SAO PAULO, Oct. 9 2012 /PRNewswire/ -- IBM (NYSE: IBM) has today announced the opening of three new branches across Brazil as the company extends its push into underserved territories in emerging markets and increases its support for clients and partners.
With the new offices in the cities of Joinville, Natal and Sao Luis, IBM has increased its footprint to over 30 Brazilian branches – an increase of over 200 percent in three years. IBM is also expanding its office in the city of Salvador with new expertise and facilities in the area of natural resources.
IBM is currently engaged in a geographic expansion program across Brazil aimed at tapping into high-growth cities and regions outside of the major urban centers of Rio de Janeiro and Sao Paulo. The investment covers the opening of new branches and facilities, the recruitment of new staff and investment in training, marketing and citizenship programs. IBM is also working to strengthen its business partner network to over 2,000 partners across Brazil to help customers gain the maximum return on their technology investments.
"Brazil is a key market for IBM and an important source of revenue and skills.
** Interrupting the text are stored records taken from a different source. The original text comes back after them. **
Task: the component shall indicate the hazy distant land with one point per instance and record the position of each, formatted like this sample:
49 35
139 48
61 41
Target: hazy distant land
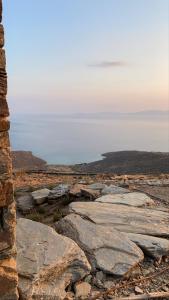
120 162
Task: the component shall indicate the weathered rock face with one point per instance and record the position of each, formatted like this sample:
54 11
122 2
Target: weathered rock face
125 218
46 261
107 249
130 199
8 275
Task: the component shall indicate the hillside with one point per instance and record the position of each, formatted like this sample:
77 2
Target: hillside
128 162
26 160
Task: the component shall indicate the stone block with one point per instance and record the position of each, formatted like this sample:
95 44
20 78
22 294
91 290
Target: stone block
4 124
1 36
6 192
7 229
8 280
0 10
4 140
2 59
3 82
4 111
5 161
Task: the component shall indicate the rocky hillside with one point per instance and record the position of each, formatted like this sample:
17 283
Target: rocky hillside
93 238
129 162
26 160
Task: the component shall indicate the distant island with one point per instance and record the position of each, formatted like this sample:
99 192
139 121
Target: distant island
120 162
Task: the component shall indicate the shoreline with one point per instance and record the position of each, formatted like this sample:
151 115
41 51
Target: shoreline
119 162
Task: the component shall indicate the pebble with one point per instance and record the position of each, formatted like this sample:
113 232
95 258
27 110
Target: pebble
82 290
138 290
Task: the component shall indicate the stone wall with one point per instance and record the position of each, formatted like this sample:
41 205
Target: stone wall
8 276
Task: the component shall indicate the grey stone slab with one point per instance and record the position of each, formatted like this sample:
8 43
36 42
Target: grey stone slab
124 218
46 261
106 248
130 199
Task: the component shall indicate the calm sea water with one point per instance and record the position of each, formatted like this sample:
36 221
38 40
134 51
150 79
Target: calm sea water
69 141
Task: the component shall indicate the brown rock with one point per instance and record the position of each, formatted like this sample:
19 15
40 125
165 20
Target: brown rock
4 124
6 192
2 59
4 140
82 290
4 111
7 228
3 78
8 279
1 36
5 161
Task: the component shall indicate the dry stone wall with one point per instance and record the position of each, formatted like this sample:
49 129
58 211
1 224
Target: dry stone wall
8 275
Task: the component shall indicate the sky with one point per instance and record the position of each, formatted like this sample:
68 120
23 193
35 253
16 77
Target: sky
66 56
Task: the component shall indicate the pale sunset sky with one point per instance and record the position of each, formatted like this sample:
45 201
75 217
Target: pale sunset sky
66 56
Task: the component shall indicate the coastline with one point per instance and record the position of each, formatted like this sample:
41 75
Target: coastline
119 162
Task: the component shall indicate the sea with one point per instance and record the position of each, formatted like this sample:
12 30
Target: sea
81 139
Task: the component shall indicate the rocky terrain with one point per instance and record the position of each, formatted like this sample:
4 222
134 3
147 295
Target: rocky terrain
128 162
26 160
92 237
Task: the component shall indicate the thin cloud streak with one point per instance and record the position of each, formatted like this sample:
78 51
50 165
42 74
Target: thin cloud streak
108 64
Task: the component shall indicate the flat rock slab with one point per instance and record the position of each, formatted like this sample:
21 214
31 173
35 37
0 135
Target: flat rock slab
130 199
46 261
97 186
25 203
114 189
40 196
152 246
89 193
106 248
75 190
124 218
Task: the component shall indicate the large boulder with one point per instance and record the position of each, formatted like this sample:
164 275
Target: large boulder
152 246
114 189
46 262
25 203
124 218
40 196
130 199
107 249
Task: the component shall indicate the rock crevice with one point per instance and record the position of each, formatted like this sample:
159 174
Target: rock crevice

However, the nature of the business landscape in Brazil is changing - we have noticed a marked shift with a growing number of technology adopters outside of major cities who are demanding access to intelligent solutions to grow their businesses," said Rodrigo Kede, General Manager, IBM Brazil.
According to analysts, Brazil is currently one of the best-performing global IT markets in the world with further strong growth expected through investments related to the 2014 FIFA World Cup and 2016 Summer Olympics which are both taking place in Brazil. Investment in the country's National Broadband Plan, the Plano Nacional de Banda Larga, is fuelling further growth.
In the regions beyond major cities, IBM is experiencing growing demand for its solutions and services especially in specialized consulting, business analytics, cloud computing and data center infrastructure outsourcing.
Northeastern Brazil, where Salvador, Sao Luis and Natal are located, has been one of Brazil's strongest performing regions with established agricultural, textile and food industries. Increasing demand for IT solutions and services is expected to peak as the two cities prepare for the World Cup leading to a boom in the development, construction and real estate sectors.
In addition to acting as a regional hub office, IBM's new facility in Salvador will house an arm of the Natural Resources Solutions Lab which IBM recently opened in Sao Paulo - focusing on developing solutions for the natural resources industry, such as mining and oil and gas.
In the Santa Catarina region to the south, Joinville has also experienced strong growth becoming an important industrial center. Clients such as food company Duas Rodas, industrial supplier Hennings and textile manufacture Haco Etiquetas have acquired IBM solutions – respectively implemented by IBM business partners Power Solutions, Quick Soft and Technology Lume - to modernize their IT infrastructure to support growth plans.
With a long-standing presence in Brazil dating back to 1931 when IBM opened its first office outside of the US in the city of Sao Paulo, IBM today has a working relationship with thousands of customers across the country.
For example, earlier this year IBM signed a pivotal agreement with Brazil's EBX Group which develops and manages business activities in the mining, logistics, oil and gas, real estate, energy, renewable resources, and entertainment sectors. EBX Group has outsourced its IT operations to IBM and IBM has invested in SIX Automacao - one of EBX Group's subsidiary companies - and both are collaborating on research to create a Joint Industry Solutions Center.
IBM is also working with CPFL Energia Holdings - the largest privately owned energy provider in the country - to make its energy networks more efficient and resilient.
Brazil is also home to one the IBM Global Delivery Center in Hortolandia, and the company's ninth Research lab, opened in 2011 in Sao Paulo.